Basanta Thapa

Personal information
- Date of birth: 10 April 1977 (age 49)
- Place of birth: Kathmandu, Nepal
- Height: 1.71 m (5 ft 7 in)
- Position: Forward

Senior career*
- Years: Team / Apps / (Gls)
- 1997–2000: MMC
- 2000–2001: Brothers Union
- 2002: Rahmatganj
- 2002–2013: MMC

International career
- 1998–2006: Nepal / 27 / (7)

= Basanta Thapa =

Nepali former footballer

Basanta Thapa (born 10 April 1977) is a Nepali former footballer who played as a forward for MMC and the Nepal national football team.

==Career==

Thapa is a former Nepal international.
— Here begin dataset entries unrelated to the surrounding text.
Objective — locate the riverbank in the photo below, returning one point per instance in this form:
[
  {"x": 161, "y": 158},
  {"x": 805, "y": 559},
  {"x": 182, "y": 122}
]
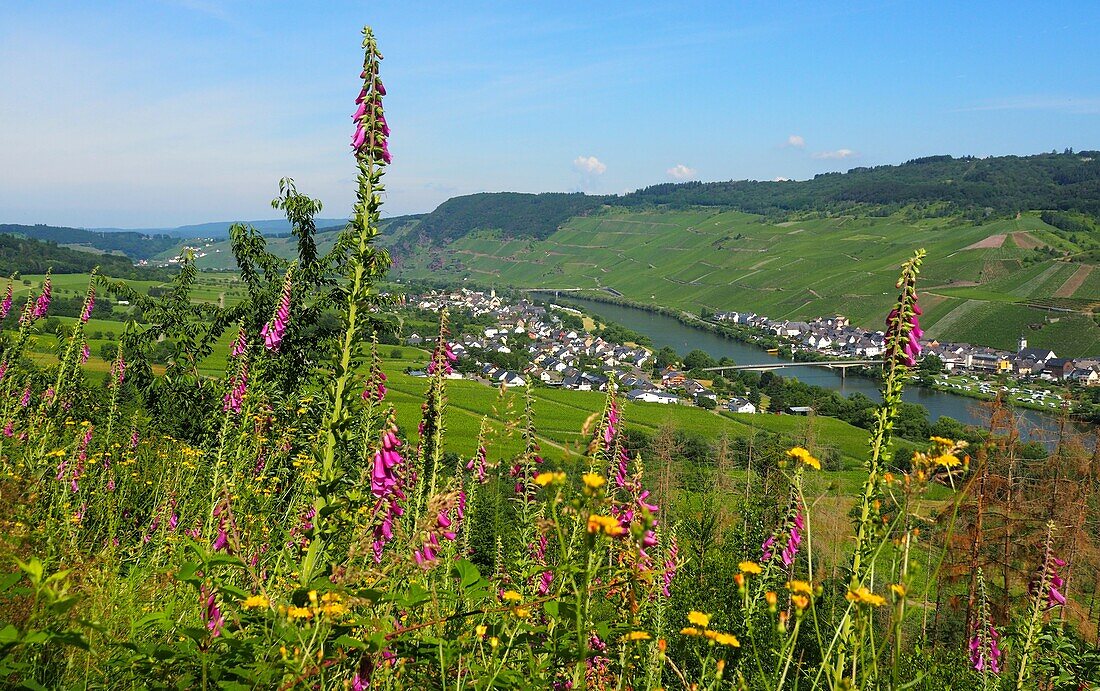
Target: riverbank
[
  {"x": 684, "y": 335},
  {"x": 955, "y": 385}
]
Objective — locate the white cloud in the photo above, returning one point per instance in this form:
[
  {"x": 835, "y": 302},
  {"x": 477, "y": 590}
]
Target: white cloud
[
  {"x": 681, "y": 172},
  {"x": 839, "y": 153},
  {"x": 590, "y": 165}
]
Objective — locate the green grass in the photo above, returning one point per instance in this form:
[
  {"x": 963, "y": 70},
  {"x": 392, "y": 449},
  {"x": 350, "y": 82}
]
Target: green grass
[{"x": 717, "y": 260}]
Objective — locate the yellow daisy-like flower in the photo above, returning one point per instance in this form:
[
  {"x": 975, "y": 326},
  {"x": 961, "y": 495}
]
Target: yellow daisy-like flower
[
  {"x": 593, "y": 481},
  {"x": 254, "y": 602},
  {"x": 699, "y": 618},
  {"x": 800, "y": 587},
  {"x": 605, "y": 525},
  {"x": 334, "y": 609},
  {"x": 723, "y": 639},
  {"x": 861, "y": 595},
  {"x": 805, "y": 457},
  {"x": 299, "y": 613}
]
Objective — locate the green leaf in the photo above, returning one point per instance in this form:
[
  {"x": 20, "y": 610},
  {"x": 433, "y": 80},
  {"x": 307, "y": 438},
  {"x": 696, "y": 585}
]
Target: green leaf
[
  {"x": 466, "y": 572},
  {"x": 9, "y": 634},
  {"x": 186, "y": 572},
  {"x": 74, "y": 638},
  {"x": 8, "y": 580},
  {"x": 33, "y": 569},
  {"x": 348, "y": 642}
]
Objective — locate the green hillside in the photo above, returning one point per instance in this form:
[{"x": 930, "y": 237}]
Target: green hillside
[
  {"x": 136, "y": 245},
  {"x": 218, "y": 255},
  {"x": 985, "y": 282},
  {"x": 19, "y": 254}
]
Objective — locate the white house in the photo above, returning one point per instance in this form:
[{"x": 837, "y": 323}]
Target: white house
[
  {"x": 651, "y": 396},
  {"x": 740, "y": 405}
]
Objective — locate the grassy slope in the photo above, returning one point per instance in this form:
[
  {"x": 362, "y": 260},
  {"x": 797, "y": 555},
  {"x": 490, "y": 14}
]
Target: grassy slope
[{"x": 802, "y": 269}]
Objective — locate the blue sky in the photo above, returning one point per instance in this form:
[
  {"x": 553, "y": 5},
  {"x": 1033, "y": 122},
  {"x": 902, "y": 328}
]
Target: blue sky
[{"x": 156, "y": 113}]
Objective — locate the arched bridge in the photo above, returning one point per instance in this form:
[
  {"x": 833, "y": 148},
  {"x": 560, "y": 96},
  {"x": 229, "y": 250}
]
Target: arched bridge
[{"x": 767, "y": 366}]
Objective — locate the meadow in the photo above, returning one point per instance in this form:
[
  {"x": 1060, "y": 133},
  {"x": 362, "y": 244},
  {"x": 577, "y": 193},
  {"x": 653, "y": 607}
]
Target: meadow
[{"x": 312, "y": 517}]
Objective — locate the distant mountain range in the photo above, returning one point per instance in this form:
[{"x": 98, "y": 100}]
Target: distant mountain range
[{"x": 220, "y": 229}]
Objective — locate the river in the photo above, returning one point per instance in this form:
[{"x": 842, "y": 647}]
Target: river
[{"x": 666, "y": 330}]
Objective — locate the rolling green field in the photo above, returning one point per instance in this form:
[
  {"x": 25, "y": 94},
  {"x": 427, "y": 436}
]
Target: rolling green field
[{"x": 985, "y": 284}]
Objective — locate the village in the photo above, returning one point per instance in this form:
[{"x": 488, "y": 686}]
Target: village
[
  {"x": 529, "y": 342},
  {"x": 1031, "y": 375}
]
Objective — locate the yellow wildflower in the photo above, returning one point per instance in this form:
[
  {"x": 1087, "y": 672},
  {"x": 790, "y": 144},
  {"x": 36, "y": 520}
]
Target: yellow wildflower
[
  {"x": 299, "y": 613},
  {"x": 805, "y": 457},
  {"x": 861, "y": 595},
  {"x": 593, "y": 481},
  {"x": 947, "y": 460},
  {"x": 334, "y": 609},
  {"x": 800, "y": 587},
  {"x": 254, "y": 602},
  {"x": 547, "y": 478},
  {"x": 723, "y": 639},
  {"x": 604, "y": 524},
  {"x": 749, "y": 567},
  {"x": 699, "y": 618}
]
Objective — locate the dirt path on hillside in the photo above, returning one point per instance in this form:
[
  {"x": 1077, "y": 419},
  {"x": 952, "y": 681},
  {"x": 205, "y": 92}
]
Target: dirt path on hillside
[
  {"x": 1026, "y": 241},
  {"x": 1074, "y": 282},
  {"x": 989, "y": 243}
]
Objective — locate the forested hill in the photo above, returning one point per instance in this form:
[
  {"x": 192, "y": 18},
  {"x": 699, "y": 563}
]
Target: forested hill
[
  {"x": 515, "y": 214},
  {"x": 31, "y": 256},
  {"x": 1067, "y": 182},
  {"x": 133, "y": 244},
  {"x": 932, "y": 186}
]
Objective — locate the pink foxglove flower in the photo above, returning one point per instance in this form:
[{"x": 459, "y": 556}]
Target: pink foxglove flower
[
  {"x": 240, "y": 343},
  {"x": 275, "y": 329},
  {"x": 6, "y": 305},
  {"x": 42, "y": 305},
  {"x": 238, "y": 386},
  {"x": 88, "y": 305}
]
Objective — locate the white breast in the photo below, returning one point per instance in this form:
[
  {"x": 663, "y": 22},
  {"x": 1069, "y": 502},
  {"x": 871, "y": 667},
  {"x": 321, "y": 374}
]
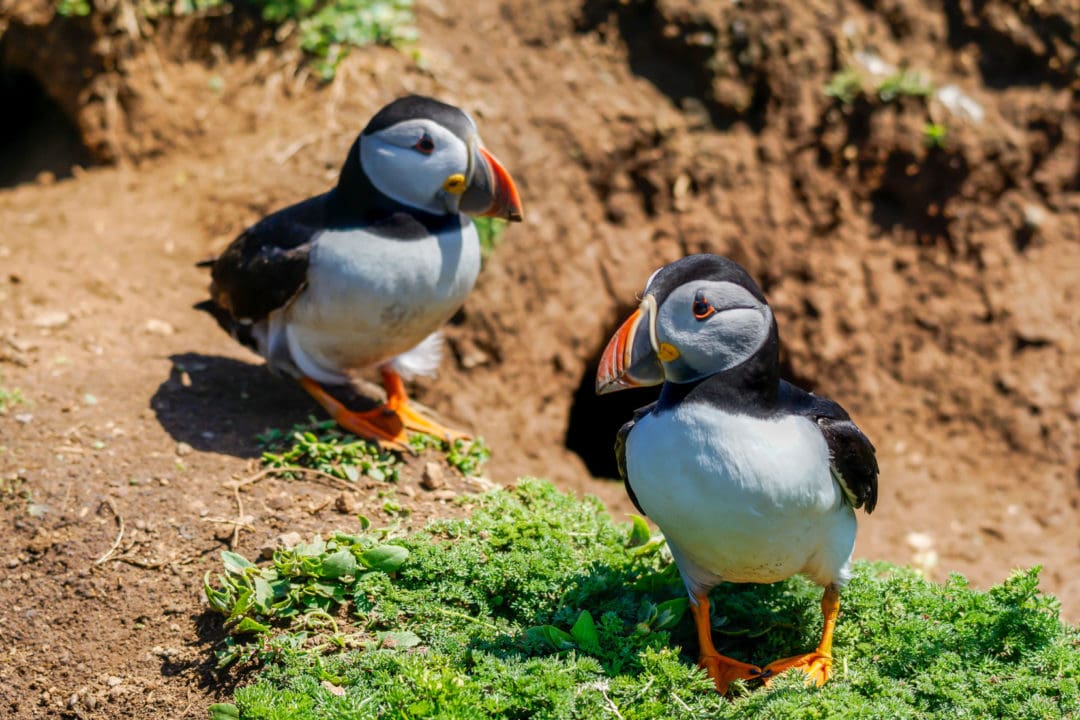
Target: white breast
[
  {"x": 370, "y": 298},
  {"x": 739, "y": 498}
]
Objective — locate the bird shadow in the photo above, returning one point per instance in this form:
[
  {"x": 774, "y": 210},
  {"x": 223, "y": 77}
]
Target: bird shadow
[{"x": 220, "y": 404}]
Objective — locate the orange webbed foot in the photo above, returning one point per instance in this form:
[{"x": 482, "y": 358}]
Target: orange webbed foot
[
  {"x": 724, "y": 669},
  {"x": 817, "y": 665},
  {"x": 382, "y": 424}
]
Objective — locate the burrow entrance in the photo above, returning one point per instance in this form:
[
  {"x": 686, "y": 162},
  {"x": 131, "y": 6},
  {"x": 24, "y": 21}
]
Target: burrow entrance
[{"x": 36, "y": 136}]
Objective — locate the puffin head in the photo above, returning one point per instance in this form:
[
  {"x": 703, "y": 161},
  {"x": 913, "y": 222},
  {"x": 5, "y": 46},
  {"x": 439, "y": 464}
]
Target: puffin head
[
  {"x": 428, "y": 155},
  {"x": 699, "y": 316}
]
He won Player of the Martyrs' Memorial League 2061. He started his career with MMC in 1997.

In 2005, Thapa trialed for Japanese second tier side Avispa Fukuoka. He was called up for the national team to play at the 2006 AFC Challenge Cup.

In 2001, he played for Bangladeshi club Brothers Union in the Dhaka Premier Division Football League, and scored 6 goals in the relegation play-offs in the league.

He has scored over 50 goals in the Nepal league. He was known for his goalscoring prowess.